Tentative de putsch ou non, le maître du Kremlin ne prend pas de chance. Muré dans le silence pendant la fin de semaine fatidique, Poutine a retrouvé quelques jours plus tard ses vieux réflexes soviétiques : la purge. Le FSO, c’est-à-dire la garde prétorienne du président, effectue une vaste chasse aux sorcières dans l’armée et les services de sécurité pour purger tous ceux qui sont soupçonnés d’intelligence avec Prigojine. Comme le célèbre « général Armageddon », Sergueï Sourovikine, dont on est sans nouvelle. Rybar, un blogue russe suivi par plus d’un million de personnes et tenu par un ancien des forces spéciales, Michail Zvindchuk, explique les critères des inquisiteurs : « L’indécision dans la répression de la rébellion est le prétexte sur la base duquel ils éliminent les personnes répréhensibles et celles qui ont échoué dans les questions d’entraînement au combat, de mobilisation et de soutien logistique ».[1]

Qui a lâché qui ?

Depuis des mois, le chef des mercenaires Wagner abreuvait d’injures la hiérarchie de l’armée russe, l’accusant d’incompétence crasse, voire de trahison, au premier chef son ennemi personnel, le ministre de la Défense Sergueï Choïgou et son chef d’État-major Valeri Guerassimov. Pendant longtemps, on a cru que le président Poutine ne voyait pas d’un mauvais œil ces divisions au nom du principe qu’il vaut mieux diviser pour régner.

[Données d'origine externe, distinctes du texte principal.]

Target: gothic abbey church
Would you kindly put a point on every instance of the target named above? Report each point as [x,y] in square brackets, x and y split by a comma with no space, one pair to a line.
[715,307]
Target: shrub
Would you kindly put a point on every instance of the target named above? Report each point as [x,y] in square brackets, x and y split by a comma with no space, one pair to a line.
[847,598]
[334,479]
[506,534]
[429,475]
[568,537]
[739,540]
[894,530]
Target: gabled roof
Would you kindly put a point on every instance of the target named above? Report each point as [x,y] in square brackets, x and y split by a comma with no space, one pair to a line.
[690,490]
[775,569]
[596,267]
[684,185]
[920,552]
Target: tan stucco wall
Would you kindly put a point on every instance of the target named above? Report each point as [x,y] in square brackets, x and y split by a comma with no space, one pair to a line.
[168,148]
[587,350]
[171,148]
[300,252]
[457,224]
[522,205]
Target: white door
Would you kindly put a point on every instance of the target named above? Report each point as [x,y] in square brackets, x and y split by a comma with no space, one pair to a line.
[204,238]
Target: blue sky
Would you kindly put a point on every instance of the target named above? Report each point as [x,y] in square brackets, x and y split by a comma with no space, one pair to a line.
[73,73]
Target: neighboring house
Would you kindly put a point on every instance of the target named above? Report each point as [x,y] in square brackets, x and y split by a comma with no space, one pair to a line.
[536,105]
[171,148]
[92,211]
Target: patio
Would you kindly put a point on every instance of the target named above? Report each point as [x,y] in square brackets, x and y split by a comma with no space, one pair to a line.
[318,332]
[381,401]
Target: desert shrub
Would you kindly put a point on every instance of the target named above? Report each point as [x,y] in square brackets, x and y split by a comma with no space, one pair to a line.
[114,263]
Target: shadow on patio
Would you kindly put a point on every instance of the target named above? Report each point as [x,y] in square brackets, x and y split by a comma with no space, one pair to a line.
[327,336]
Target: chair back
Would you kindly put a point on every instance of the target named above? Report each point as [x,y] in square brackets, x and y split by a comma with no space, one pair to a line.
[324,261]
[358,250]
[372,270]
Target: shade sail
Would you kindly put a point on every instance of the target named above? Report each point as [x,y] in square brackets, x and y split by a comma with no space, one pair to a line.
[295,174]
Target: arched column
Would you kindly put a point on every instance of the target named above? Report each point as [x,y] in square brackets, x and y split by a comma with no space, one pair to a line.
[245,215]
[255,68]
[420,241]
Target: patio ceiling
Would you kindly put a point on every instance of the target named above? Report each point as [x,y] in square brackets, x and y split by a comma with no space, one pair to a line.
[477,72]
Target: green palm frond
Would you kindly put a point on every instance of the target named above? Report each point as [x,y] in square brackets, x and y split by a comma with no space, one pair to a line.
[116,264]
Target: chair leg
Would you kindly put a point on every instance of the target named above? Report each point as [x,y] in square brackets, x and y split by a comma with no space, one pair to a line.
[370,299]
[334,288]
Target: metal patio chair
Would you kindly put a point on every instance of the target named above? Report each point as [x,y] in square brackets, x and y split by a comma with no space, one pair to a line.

Des journalistes spécialisés dans le monde du renseignement russe, Irina Borogan et Andreï Soldatov, confirment toutefois que Poutine avait lâché Prigojine depuis quelque temps et donné carte blanche à Choïgou pour intégrer les mercenaires de Wagner dans l’armée régulière. Ils expliquent la perte d’influence de Prigojine par les changements sur le terrain. La prise de Bakhmout par les troupes de Wagner est de l’histoire ancienne, l’armée russe ayant prouvé depuis qu’elle peut se passer d’elles pour contenir l’offensive ukrainienne.

Prigojine aurait donc fait un mauvais coup de bluff. « Comme un condottiere médiéval dans l’Italie du XVe siècle, Prigojine a décidé de renégocier les termes du contrat avec le prince en plein milieu de la bataille, guidé par cette logique — plus la crise est grande, meilleures sont ses cartes »[2]. Selon ces journalistes, son but n’était pas de faire un coup d’État, mais d’avoir les têtes de Choïgou et Guerassimov.

Qui a tiré le premier ?

L’annonce par le Kremlin de l’intégration des mercenaires dans l’armée régulière a nul doute été l’événement déclencheur de la révolte. Vendredi 23 juin, Prigojine a justifié le déclenchement des hostilités par une attaque de l’aviation russe contre ses hommes[3], une attaque dont on n’a toujours aucune preuve.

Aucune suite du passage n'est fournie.